Due process right to counsel for appeals

Ohio , Litigation , Termination of Parental Rights (State) - Birth Parents

The Ohio Supreme Court found a due process right to counsel in termination of parental rights cases, although the decision may be in question. In State ex rel. Heller v. Miller, 399 N.E.2d 66, 70 (Ohio 1980), the Ohio Supreme Court held that

In actions instituted by the state to force the permanent, involuntary termination of parental rights, the United States and Ohio Constitutions’ guarantees of due process and equal protection of the law require that indigent parents be provided with counsel and a transcript at public expense for appeals as of right.

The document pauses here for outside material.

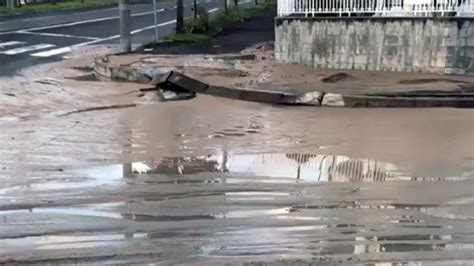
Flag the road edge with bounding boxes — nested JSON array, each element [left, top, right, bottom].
[[93, 55, 474, 108]]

The court reasoned that “the right of personal choice in family matters, including the right to live as a family unit, is a fundamental due process right.”  The court continued that being represented by counsel was essential to protecting this right, because the litigant “cannot effectively appeal without . . . counsel.”   To deny litigants an effective right of appeal by denying them counsel “when other [i.e., non-indigent] parents are given such a right impinges on both their own and the child’s fundamental interests under the equal protection and due process clauses.”  The court relied equal protection rationales of the U.S. Supreme Court’s decisions in Griffin v. Illinois, 351 U.S. 12, 76 S.Ct. 585 (1956), Douglas v. California, 372 U.S. 353, 83 S.Ct. 814 (1963), and Mayer v. Chicago, 404 U.S. 189, 92 S.Ct. 410 (1971). Notably, the court did not address the constitutional right to counsel at the trial level, because the parents “were, pursuant to R.C. 2151.352, in fact represented by appointed counsel at the trial level …”  Id. At 14, 71 (Holmes, J., dissenting).

See also In re Baby Girl Baxter, 479 N.E.2d 257, 260 (Ohio 1985) (“This court has held that the state must appoint counsel for indigent parents at parental termination proceedings”).  On the other hand, see In re Moore, 1999 WL 1215294 (Ohio Ct. App. 1999) (unpublished) (noting that since Lassiter, “the Ohio Supreme Court has described the right to counsel as a statutory right ‘that goes beyond constitutional requirements,’ without specifically overruling Heller.”) 

Appointment of Counsel: Yes
Qualified: Yes
? If "yes", the established right to counsel or discretionary appointment of counsel is limited in some way, including any of: the only authority is a lower/intermediate court decision or a city council, not a high court or state legislature; there has been a subsequent case that has cast doubt; a statute is ambiguous; or the right or discretionary appointment is not for all types of individuals or proceedings within that category.